KG: The mission of “better health for all people” resonates with my own values of high standards and service and this is was what attracted me to the school in the first place.

In addition, YSN has a rigorous curriculum, state-of-the-art facilities, and a world-class faculty I believe will be influential in molding me into a competent and well-learned health care provider. Finally, being that I someday would like to help improve psychiatric care in West Africa, the global concentration at YSN allows me to gain the necessary experience and collaborate with peers and faculty who are already well versed in these areas.

YNM: TELL US ABOUT WHY YOU CHOSE THE PSYCHIATRIC MENTAL HEALTH SPECIALTY.

KG: Before immigrating to the United States in 2014, while educating farmers about land ownership in Ghana, I saw communities deprived of affordable health care and specifically, quality mental health care. I saw how the misguided belief that mental illness can only be treated with prayer and deliverance stigmatized those living with these conditions. I saw people with mental illness excluded from mainstream society and subjected to chain restraints and flogging.

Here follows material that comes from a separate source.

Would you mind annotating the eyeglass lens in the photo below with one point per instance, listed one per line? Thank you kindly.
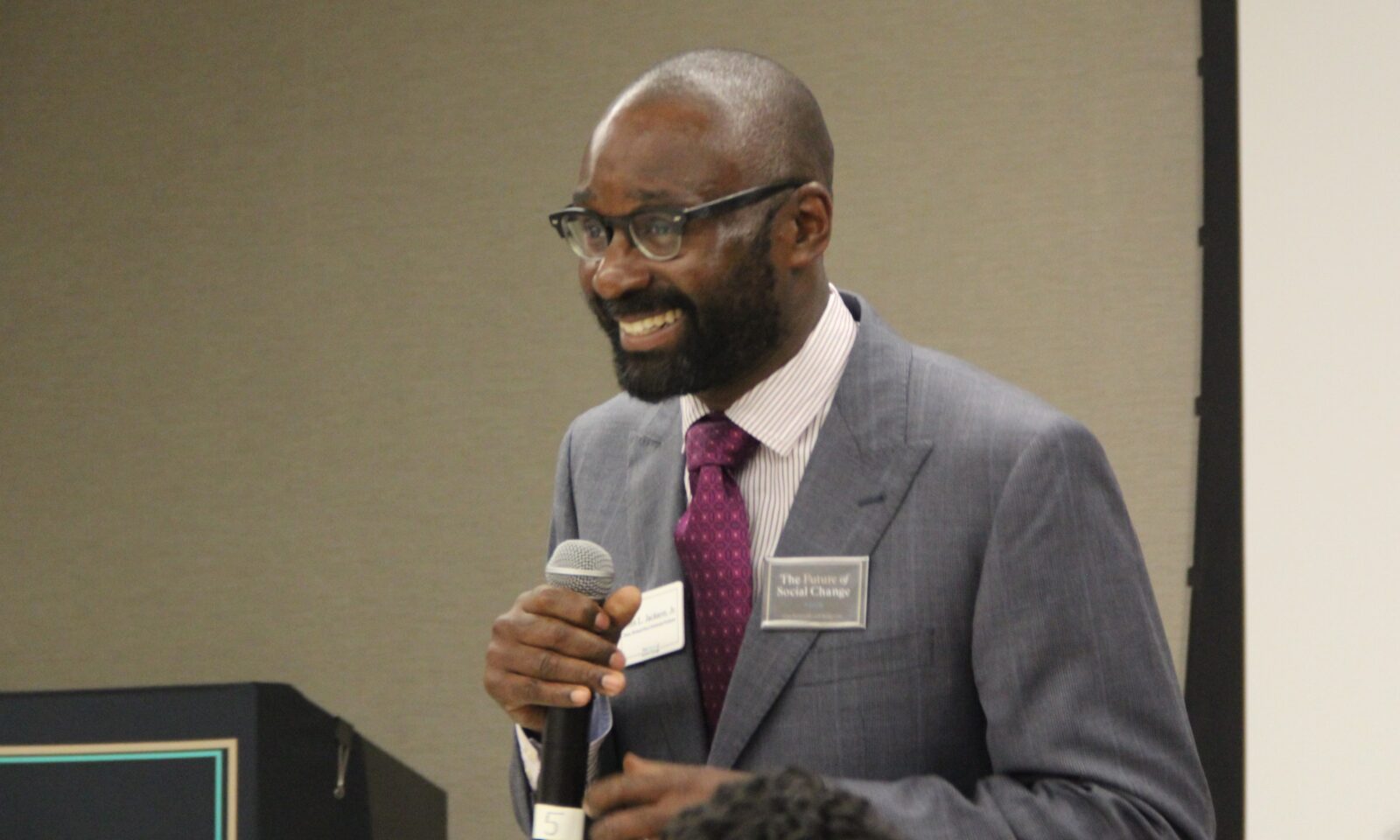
(655, 234)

When I settled in the Bronx, I quickly realized that my new community also struggled with its own set of mental health care challenges based in racial, ethnic, and economic disparities. My goal is to help ensure vulnerable populations both in the United States and West Africa get

the best psychiatric care possible based on evidence-based practice while also providing resources that reduce stigma and access to care.

YNM: YOU APPLIED TO YSN IN A WORLD BEFORE COVID-19. HOW HAS THE PANDEMIC CHANGED YOUR CAREER OUTLOOK?

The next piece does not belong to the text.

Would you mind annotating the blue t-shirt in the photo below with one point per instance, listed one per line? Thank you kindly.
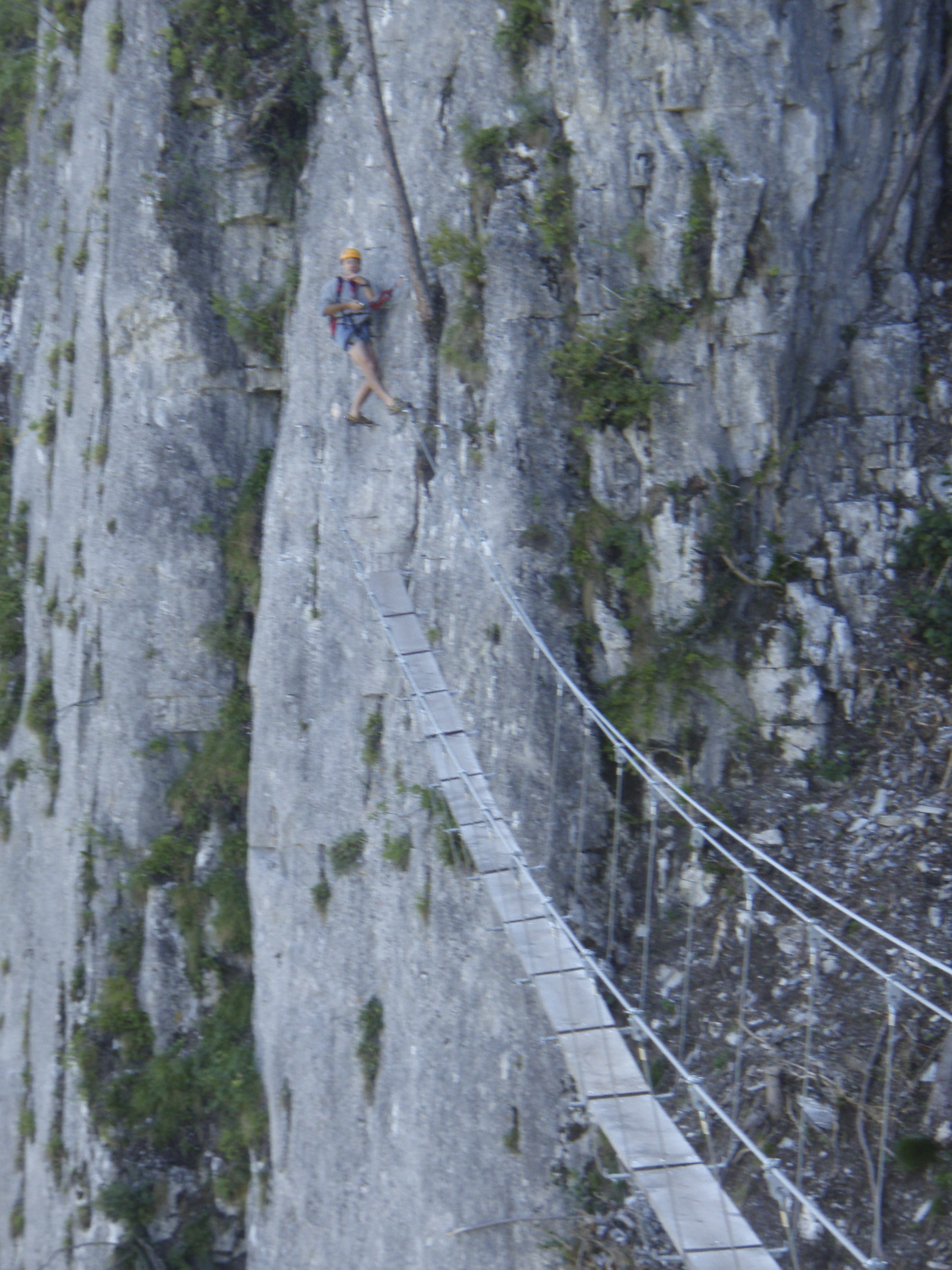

KG: COVID-19 has exposed many of the discrepancies that health advocates have been hammering on for so long. With 2020 being the Year of the Nurse and the Midwife, this pandemic reiterates the role nurses have in addressing health inequities. Nurses use a holistic approach in delivering health care, and the presenting illness isn’t the only focus. The entire story of the patient is considered. This is the kind of provider I aspire to be. In this regard, I am more eager to complete my education and join my fellow men and women on the front lines.